Une sortie sous haute tension ufologique
Le 10 juin 2026, Steven Spielberg dévoile son nouveau film, Disclosure Day, un thriller haletant qui plonge au cœur d’une tentative de révéler les preuves gouvernementales de visites extraterrestres. La coïncidence avec la publication, le mois dernier par l’administration Trump, d’un vaste lot de fichiers UAP (phenomenes anormaux non identifiés) amplifie l’écho médiatique. Pourtant, comme le souligne le critique Owen Gleiberman dans Variety, cet alignement pourrait jouer un double jeu : si la documentation officielle attise la curiosité, elle banalise aussi le mystère.
Un thriller qui puise dans la mythologie contemporaine
Le pari risqué de Spielberg
Disclosure Day raconte l’histoire d’une équipe tentant de forcer la divulgation de secrets militaires sur les extraterrestres.
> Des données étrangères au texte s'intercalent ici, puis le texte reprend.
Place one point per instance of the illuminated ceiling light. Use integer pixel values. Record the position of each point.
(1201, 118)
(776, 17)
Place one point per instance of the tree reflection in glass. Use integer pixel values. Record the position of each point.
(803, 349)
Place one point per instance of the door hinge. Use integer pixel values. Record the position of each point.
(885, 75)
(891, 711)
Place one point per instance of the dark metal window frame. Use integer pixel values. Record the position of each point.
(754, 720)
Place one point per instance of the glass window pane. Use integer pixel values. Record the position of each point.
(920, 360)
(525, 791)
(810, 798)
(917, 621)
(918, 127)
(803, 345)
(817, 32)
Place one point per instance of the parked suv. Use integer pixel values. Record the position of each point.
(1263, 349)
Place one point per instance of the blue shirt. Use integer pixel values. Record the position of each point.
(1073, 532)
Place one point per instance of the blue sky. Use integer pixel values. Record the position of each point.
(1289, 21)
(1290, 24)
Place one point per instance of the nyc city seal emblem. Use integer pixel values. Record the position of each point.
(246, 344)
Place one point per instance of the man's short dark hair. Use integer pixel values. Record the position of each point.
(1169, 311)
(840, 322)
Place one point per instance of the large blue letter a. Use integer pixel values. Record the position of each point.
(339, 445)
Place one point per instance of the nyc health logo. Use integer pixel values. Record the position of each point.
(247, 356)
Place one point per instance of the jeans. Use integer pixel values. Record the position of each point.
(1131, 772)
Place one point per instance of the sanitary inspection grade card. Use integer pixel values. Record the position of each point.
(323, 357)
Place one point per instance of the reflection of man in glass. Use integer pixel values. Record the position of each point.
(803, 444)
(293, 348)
Le film, décrit par l’Associated Press comme « un classique Spielberg », se veut une aventure trépidante. Mais Gleiberman nuance dans sa critique : « Là où les visions de Spielberg semblaient autrefois guider la culture, il suit désormais des décennies de légendes et de mythologie ». Le réalisateur de Close Encounters of the Third Kind (1977) n’innoverait pas ; il capitaliserait sur un imaginaire collectif saturé d’images d’archives et de vidéos virales.
Les premières réactions, que nous avions déjà analysées dans un article précédent (Disclosure Day : les premières réactions promettent un nouveau chef-d'œuvre de Spielberg), évoquaient un retour en grâce. La critique définitive tempère cet enthousiasme : le film « ne devient jamais une rencontre intime avec l’émerveillement », selon Variety.
Le contexte politique : Trump et les fichiers UAP
La sortie de Disclosure Day coïncide avec la déclassification ordonnée par Donald Trump. Un geste que Gleiberman qualifie de « distraction » dans un climat social tendu. Les images dévoilées – vidéos militaires déjà connues et séquences douteuses d’extraterrestres – n’ont pas provoqué l’onde de choc espérée. « Les objets volants sont réels, mais il n’est pas clair qu’ils viennent d’ailleurs », résume le critique. Ce relatif silence du public interroge : la saturation des écrans par le surnaturel a-t-elle tué le wonder ?
Un miroir de notre époque connectée
Spielberg, le cinéaste rattrapé par la toile
Autrefois visionnaire, Spielberg se voit aujourd’hui dépassé par le flux d’images qui a nourri des décennies de théories du complot. Disclosure Day reflète cette transition : le film embrasse la frénésie conspirationniste sans offrir ce « sentiment d’émerveillement » propre à ses œuvres majeures. L’ère des réseaux sociaux a démocratisé le regard, rendant chaque citoyen potentiel chasseur d’OVNI, mais a dilué la portée du geste artistique.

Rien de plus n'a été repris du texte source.